Sunday, 29 July 2012

Tartan Tinnitus


Tartan tourist shops do not aid the meditative process. I know this from personal experience. My favourite church in Edinburgh is St John’s way up the west end of Princes Street. It is a placid place and I like to sit for half an hour and clear my head and just breathe. This I attempted to do the other day, grab a little urban peace in the warm city, but I was prevented from doing so by a rather unexpected source.

I don’t know if I just hadn’t heard it before, or wasn’t aware of it, but I became conscious of the irritating combination of bagpipes and a rock-style backing track. At first I was trying to discern what the tune was (once you’ve heard ‘Hey Jude’ played by bagpipes there’s no going back, you have to deal with it and move on), but having done that, my attention was consumed by how incessant it was; one tune just morphed into another. Could be the old classic ‘Ye Cannae Shove Yer Granny Aff the Bus’ and straight into ‘No Woman No Cry’. Whoever had compiled this nightmare tape was either on some state-sponsored work programme for the emotionally distraught, or an evil, cackling japester on strong dope. Whatever was the case, my meditation was ruined.

Some while later I happened to be in one of those very-same bagpipe boutiques looking for some little oddity or amusement to buy my niece. A Loch Ness monster gonk or a ‘see-you-jimmy’ Tam O’Shanter perhaps (Russ Abbot has a lot to answer for).
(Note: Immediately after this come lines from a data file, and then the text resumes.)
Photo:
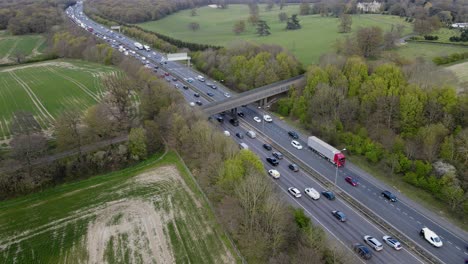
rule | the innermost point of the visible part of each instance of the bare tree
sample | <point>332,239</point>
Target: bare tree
<point>194,26</point>
<point>345,23</point>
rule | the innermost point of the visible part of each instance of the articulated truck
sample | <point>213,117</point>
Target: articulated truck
<point>326,151</point>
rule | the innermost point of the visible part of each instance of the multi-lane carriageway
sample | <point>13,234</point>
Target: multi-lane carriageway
<point>403,215</point>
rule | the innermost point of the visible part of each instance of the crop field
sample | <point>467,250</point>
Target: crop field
<point>28,45</point>
<point>317,36</point>
<point>45,89</point>
<point>149,213</point>
<point>428,50</point>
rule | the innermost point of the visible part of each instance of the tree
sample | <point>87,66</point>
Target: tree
<point>368,40</point>
<point>282,16</point>
<point>304,8</point>
<point>119,99</point>
<point>137,143</point>
<point>293,23</point>
<point>262,28</point>
<point>239,27</point>
<point>194,26</point>
<point>345,23</point>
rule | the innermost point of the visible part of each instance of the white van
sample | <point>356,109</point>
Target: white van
<point>251,134</point>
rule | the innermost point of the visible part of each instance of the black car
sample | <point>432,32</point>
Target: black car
<point>267,146</point>
<point>277,155</point>
<point>273,161</point>
<point>363,251</point>
<point>390,196</point>
<point>293,167</point>
<point>339,215</point>
<point>234,121</point>
<point>329,195</point>
<point>293,134</point>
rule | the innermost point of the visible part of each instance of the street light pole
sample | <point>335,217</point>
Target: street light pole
<point>336,172</point>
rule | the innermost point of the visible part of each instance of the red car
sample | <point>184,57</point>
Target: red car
<point>351,181</point>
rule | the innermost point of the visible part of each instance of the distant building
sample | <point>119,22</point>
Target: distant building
<point>460,25</point>
<point>373,7</point>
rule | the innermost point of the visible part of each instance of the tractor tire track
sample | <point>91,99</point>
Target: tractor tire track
<point>80,85</point>
<point>33,97</point>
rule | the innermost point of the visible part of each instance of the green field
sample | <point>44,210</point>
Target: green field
<point>28,45</point>
<point>317,36</point>
<point>46,88</point>
<point>149,213</point>
<point>428,50</point>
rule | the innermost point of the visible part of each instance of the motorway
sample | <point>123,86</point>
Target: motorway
<point>401,215</point>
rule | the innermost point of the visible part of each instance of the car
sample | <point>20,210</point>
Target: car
<point>363,251</point>
<point>294,192</point>
<point>296,144</point>
<point>329,195</point>
<point>390,196</point>
<point>373,243</point>
<point>312,193</point>
<point>392,242</point>
<point>267,118</point>
<point>274,173</point>
<point>272,161</point>
<point>277,155</point>
<point>293,167</point>
<point>352,181</point>
<point>339,215</point>
<point>293,134</point>
<point>267,146</point>
<point>431,237</point>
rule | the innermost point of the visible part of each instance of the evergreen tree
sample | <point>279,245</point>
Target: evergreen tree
<point>262,28</point>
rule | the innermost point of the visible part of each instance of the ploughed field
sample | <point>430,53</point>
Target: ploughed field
<point>45,89</point>
<point>317,36</point>
<point>149,213</point>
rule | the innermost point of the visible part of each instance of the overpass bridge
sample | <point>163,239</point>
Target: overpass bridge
<point>259,94</point>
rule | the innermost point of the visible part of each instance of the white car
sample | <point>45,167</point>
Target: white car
<point>312,193</point>
<point>392,242</point>
<point>294,192</point>
<point>431,237</point>
<point>296,144</point>
<point>373,243</point>
<point>267,118</point>
<point>274,173</point>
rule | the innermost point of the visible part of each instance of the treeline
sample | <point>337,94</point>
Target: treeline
<point>454,57</point>
<point>394,117</point>
<point>244,65</point>
<point>27,17</point>
<point>140,10</point>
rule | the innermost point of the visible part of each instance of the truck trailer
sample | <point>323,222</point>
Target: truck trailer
<point>138,45</point>
<point>326,151</point>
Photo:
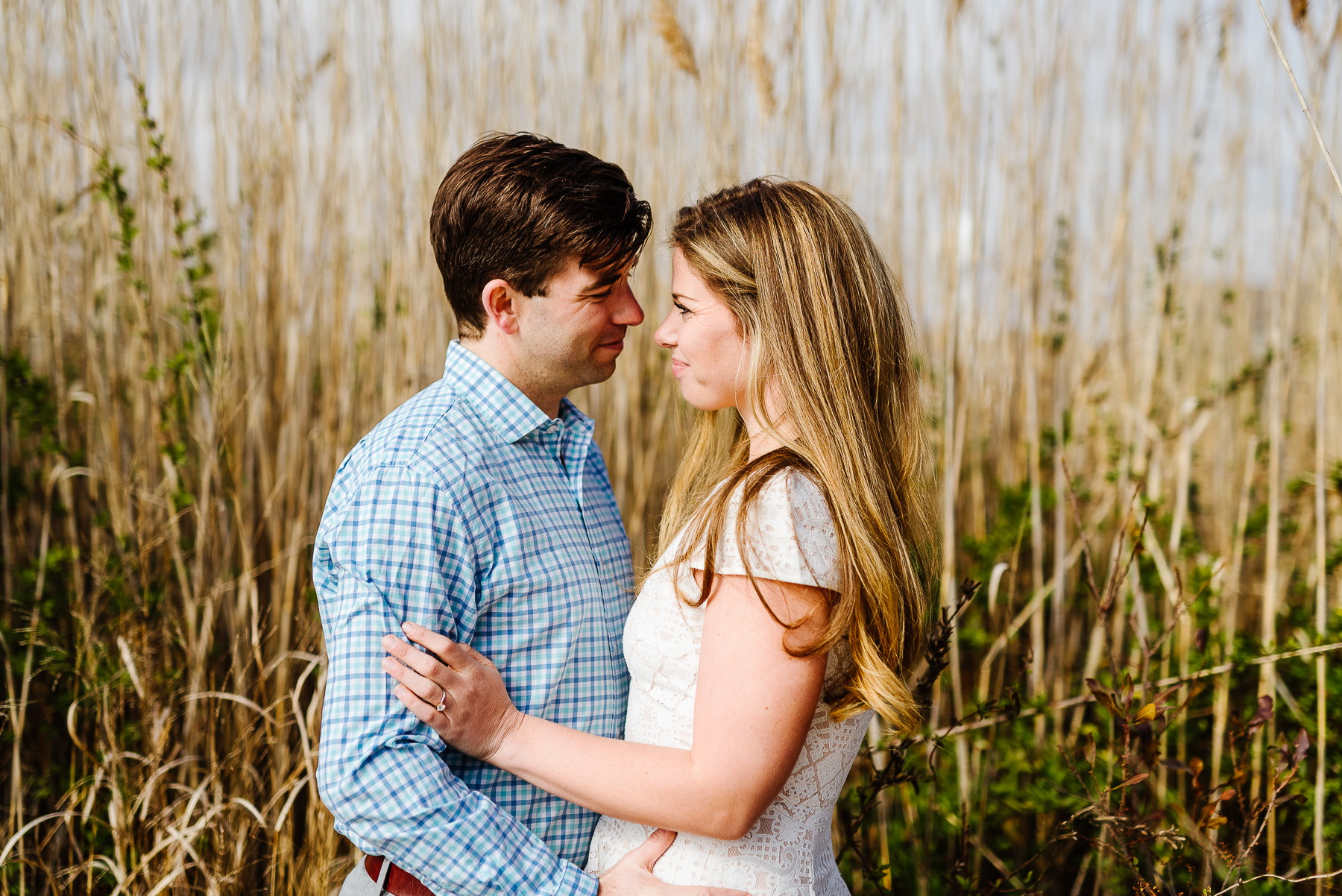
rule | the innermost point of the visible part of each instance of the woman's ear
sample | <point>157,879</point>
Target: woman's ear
<point>500,303</point>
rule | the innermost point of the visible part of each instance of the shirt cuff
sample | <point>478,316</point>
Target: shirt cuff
<point>575,882</point>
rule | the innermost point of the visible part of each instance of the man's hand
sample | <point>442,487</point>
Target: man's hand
<point>632,875</point>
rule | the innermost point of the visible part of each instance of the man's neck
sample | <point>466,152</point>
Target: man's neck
<point>500,354</point>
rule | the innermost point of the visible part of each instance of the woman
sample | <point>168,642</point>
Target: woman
<point>790,596</point>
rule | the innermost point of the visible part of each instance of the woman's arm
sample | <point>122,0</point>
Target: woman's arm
<point>753,708</point>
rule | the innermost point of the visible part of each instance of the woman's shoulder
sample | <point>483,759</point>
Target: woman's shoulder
<point>791,533</point>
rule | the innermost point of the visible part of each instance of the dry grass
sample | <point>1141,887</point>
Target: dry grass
<point>1115,238</point>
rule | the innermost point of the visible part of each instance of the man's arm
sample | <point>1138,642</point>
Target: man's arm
<point>400,553</point>
<point>753,708</point>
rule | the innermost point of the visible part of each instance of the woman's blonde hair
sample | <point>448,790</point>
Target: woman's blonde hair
<point>827,326</point>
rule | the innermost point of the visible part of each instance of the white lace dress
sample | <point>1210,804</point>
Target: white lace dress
<point>788,851</point>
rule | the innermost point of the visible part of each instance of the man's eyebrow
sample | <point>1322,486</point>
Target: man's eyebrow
<point>603,282</point>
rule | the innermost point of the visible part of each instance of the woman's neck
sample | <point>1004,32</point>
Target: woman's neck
<point>761,441</point>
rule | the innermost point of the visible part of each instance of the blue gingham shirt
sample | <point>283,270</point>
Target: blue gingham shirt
<point>471,513</point>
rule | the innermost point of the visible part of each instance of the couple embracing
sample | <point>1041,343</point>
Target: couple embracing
<point>505,713</point>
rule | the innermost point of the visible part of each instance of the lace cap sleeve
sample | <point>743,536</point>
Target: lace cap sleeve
<point>790,534</point>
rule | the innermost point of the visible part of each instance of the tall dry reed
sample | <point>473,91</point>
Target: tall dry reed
<point>1118,238</point>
I happened to ask a couple of the staff there whether the music drove them mad. They both looked at each other and then back at me and nodded in the affirmative, one said in an accent either Spanish or Italian, ‘yes, very much’.

These poor people, I thought. Hard enough living in a strange country, but to have to endure this? I could imagine them after a long days shift with no escape from the continuous dirge and drone of bagpipes massacring otherwise pleasant tunes one after another, sitting in a quiet bar together trying to shake the bagpipe induced tinnitus out of their heads, and plotting a way back to the relative sanity of the Mediterranean.